Citigroup says:

"We have received the decision from the Special Master for the 2009 compensation plan for our senior executive officers and certain of our most highly compensated employees. We are pleased this decision has been issued and we will now work to comply with the plan's requirements."

Yes sir. Right away sir. How high do you want us to jump?

Wells Fargo says:

"Wells Fargo has a pay-for-performance culture. Where team members are compensated based on their individual and business performance, but beyond this it's premature to comment on the federal reserve's proposal until its finalized."

Well, since it's a propooosal, we're going to pretend that we have leverage, which is actually a way of our saying that the federal government has no business telling us what to do here.
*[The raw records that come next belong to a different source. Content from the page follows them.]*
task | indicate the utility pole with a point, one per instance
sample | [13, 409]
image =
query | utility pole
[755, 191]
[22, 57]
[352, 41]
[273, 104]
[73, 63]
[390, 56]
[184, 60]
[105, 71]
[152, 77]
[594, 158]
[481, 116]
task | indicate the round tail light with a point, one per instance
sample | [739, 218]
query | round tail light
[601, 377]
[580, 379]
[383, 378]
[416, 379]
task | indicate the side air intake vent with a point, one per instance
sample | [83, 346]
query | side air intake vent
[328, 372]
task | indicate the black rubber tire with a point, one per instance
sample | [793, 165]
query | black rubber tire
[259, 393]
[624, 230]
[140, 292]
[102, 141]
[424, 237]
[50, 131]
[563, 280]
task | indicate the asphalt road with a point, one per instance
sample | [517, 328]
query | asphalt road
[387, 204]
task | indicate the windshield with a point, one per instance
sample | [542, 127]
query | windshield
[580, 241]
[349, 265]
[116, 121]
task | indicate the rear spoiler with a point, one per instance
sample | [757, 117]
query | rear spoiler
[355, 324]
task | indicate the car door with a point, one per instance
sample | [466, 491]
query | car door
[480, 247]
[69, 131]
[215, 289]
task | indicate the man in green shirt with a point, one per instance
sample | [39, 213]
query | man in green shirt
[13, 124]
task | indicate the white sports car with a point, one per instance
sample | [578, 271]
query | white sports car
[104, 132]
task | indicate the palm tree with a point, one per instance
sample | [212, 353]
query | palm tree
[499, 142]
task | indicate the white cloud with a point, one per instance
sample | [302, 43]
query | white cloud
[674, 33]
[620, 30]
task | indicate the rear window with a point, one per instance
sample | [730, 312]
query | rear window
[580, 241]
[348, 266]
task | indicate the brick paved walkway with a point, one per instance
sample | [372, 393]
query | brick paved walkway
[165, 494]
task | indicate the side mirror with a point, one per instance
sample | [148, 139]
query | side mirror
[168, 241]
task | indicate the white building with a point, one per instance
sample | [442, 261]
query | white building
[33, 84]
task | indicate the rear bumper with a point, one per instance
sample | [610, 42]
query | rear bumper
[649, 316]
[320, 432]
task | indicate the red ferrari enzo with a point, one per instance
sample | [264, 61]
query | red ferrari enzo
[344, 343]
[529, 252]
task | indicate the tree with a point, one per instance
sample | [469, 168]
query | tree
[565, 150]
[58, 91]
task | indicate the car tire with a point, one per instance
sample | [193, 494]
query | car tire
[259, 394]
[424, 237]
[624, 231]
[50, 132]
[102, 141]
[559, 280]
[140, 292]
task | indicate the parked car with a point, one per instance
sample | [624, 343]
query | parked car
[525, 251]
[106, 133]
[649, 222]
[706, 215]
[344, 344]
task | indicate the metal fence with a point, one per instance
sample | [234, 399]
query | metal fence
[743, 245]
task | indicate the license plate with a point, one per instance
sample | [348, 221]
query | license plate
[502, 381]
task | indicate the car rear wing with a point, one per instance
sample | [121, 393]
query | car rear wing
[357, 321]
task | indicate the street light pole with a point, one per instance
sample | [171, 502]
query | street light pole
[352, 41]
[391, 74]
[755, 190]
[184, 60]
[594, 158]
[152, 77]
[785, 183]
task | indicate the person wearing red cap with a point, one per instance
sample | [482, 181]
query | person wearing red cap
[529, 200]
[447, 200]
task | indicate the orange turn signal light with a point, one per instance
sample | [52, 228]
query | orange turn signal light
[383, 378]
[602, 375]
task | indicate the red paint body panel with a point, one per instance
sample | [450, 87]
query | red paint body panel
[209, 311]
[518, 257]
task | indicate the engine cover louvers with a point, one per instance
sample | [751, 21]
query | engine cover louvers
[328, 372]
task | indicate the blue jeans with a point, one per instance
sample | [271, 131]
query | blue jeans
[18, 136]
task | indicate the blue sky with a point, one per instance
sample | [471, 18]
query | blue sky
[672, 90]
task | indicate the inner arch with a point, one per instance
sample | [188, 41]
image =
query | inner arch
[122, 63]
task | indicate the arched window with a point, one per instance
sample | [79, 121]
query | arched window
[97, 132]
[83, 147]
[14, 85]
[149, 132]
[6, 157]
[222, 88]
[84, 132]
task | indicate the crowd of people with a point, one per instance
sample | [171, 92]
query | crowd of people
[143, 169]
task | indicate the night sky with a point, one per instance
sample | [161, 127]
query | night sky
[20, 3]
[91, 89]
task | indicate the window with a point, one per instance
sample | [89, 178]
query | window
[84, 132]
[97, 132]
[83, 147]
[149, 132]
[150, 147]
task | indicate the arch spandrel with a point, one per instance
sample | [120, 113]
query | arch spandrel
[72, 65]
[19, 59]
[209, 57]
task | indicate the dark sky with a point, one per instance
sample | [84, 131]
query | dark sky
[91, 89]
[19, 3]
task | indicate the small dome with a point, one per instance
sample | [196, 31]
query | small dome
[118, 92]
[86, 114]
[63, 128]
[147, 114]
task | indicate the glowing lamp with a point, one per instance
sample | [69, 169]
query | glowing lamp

We cannot grow our way out of our, eh, situation, unless we are to compensate our employees based on our internal definition of performance.

GM says:

Following a collaborative and constructive review of GM's executive compensation, GM is adopting the changes to its executive compensation as outlined by the special master.  

Ok, I... oh, there's more.

GM is more heavily weighting total compensation to non-cash compensation that is directly tied to the company's performance, consistent with GM's long-standing compensation philosophy. Along with restoring GM to profitability, a key priority is responsible stewardship of the public investment in our company and rapid repayment of that investment.  As GM continues to redefine its business, we are focused on delivering value to our customers and stockholders, and our senior leadership will ultimately be compensated based on our success in doing so.

When we cut the ranks of our middle management, we apparently forgot to cut the position of the person whose job it is to take short crisp sentences that deal with the obvious and turn them into long, corporate-speak paragraphs that separate word from meaning.